Coimbra Breast Cancer Study
This dataset presents a comprehensive exploration of clinical features observed or measured for 64 patients with breast cancer and 52 healthy controls. The dataset encompasses both quantitative attributes and corresponding labels for effective analysis and modeling.
Quantitative Attributes:
- Age (years): Age of the individuals.
- BMI (kg/m²): Body Mass Index, a measure of body fat based on weight and height.
- Glucose (mg/dL): Blood glucose levels, an important metabolic indicator.
- Insulin (µU/mL): Insulin levels, a hormone related to glucose regulation.
- HOMA: Homeostatic Model Assessment, a method for assessing insulin resistance and beta-cell function.
- Leptin (ng/mL): Leptin levels, a hormone involved in regulating appetite and energy balance.
- Adiponectin (µg/mL): Adiponectin levels, a protein associated with metabolic regulation.
- Resistin (ng/mL): Resistin levels, a protein implicated in insulin resistance.

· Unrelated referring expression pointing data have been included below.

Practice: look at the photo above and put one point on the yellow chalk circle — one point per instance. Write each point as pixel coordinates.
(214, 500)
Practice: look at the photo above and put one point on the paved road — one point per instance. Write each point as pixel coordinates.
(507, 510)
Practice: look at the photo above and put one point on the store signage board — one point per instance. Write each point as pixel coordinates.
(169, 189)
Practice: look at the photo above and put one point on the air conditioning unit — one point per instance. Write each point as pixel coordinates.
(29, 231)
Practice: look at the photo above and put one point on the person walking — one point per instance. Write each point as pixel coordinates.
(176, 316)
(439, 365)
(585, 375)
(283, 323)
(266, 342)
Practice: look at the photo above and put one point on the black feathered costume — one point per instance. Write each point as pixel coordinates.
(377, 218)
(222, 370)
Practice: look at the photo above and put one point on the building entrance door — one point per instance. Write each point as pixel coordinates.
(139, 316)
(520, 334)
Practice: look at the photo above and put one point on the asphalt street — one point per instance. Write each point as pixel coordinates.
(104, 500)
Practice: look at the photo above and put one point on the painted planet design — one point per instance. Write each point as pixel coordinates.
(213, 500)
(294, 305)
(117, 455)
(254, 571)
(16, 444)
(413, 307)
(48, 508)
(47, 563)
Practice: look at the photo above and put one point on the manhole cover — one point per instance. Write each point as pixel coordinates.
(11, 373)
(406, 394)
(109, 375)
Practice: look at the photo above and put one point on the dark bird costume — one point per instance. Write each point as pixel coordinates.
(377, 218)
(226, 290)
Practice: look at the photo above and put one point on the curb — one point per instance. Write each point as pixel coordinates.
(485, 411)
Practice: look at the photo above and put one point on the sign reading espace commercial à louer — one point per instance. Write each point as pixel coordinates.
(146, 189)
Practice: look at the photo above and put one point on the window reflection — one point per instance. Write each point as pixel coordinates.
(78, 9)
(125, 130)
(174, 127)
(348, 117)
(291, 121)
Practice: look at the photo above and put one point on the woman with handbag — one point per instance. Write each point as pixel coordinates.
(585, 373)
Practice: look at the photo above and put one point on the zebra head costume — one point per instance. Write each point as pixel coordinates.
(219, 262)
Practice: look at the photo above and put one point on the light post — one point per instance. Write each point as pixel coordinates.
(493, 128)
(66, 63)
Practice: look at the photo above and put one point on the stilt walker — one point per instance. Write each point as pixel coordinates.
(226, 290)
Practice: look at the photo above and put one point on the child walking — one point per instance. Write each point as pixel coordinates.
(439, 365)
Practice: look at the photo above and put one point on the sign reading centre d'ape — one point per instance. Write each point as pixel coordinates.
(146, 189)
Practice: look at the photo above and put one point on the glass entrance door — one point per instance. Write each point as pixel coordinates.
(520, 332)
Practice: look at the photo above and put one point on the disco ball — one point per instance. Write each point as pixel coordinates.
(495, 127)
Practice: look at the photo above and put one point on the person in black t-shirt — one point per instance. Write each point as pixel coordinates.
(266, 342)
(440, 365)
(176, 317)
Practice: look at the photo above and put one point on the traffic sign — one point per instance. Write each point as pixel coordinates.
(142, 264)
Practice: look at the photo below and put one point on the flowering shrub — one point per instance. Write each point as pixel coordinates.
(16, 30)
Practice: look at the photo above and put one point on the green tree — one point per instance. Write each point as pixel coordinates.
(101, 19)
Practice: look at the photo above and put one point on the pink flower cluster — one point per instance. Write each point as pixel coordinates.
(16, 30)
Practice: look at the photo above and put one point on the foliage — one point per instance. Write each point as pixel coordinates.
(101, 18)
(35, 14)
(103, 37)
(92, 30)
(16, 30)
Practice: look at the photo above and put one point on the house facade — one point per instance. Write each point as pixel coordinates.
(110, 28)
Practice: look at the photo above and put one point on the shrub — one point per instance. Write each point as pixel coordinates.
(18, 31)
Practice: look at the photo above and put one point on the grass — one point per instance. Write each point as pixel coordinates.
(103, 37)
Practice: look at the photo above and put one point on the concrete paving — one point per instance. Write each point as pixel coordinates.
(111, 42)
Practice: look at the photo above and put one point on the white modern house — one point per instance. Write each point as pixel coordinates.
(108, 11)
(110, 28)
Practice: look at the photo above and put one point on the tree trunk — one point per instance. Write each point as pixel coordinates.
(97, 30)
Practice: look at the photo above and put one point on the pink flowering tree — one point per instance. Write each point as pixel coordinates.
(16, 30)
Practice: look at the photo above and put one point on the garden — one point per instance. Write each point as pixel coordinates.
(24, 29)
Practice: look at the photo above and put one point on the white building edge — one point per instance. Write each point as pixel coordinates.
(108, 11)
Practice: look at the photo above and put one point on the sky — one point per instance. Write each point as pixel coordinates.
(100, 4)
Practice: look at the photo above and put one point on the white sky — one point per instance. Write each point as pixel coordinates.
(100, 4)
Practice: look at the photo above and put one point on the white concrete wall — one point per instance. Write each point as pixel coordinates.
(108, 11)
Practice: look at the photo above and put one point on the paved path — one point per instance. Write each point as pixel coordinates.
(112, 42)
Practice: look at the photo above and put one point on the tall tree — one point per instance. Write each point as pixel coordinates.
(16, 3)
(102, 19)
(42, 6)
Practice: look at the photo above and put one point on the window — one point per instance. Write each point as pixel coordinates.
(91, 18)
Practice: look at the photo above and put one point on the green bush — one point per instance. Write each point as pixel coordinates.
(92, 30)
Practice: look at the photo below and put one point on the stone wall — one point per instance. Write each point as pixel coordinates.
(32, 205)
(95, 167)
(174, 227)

- MCP-1 (pg/dL): Monocyte Chemoattractant Protein-1, a cytokine involved in inflammation.
Labels:
1: Healthy controls
2: Patients with breast cancer
This dataset serves as a valuable resource for researchers and healthcare professionals aiming to analyze the intricate relationship between clinical attributes and breast cancer. The inclusion of quantitative measures provides a detailed perspective, enabling the development of predictive models and the identification of potential biomarkers associated with breast cancer.
Researchers can leverage this dataset to explore patterns, correlations, and insights that contribute to a better understanding of the factors influencing breast cancer. The clear labeling facilitates supervised learning tasks, making it a versatile dataset for both exploratory analysis and the development of machine learning models in the domain of breast cancer research.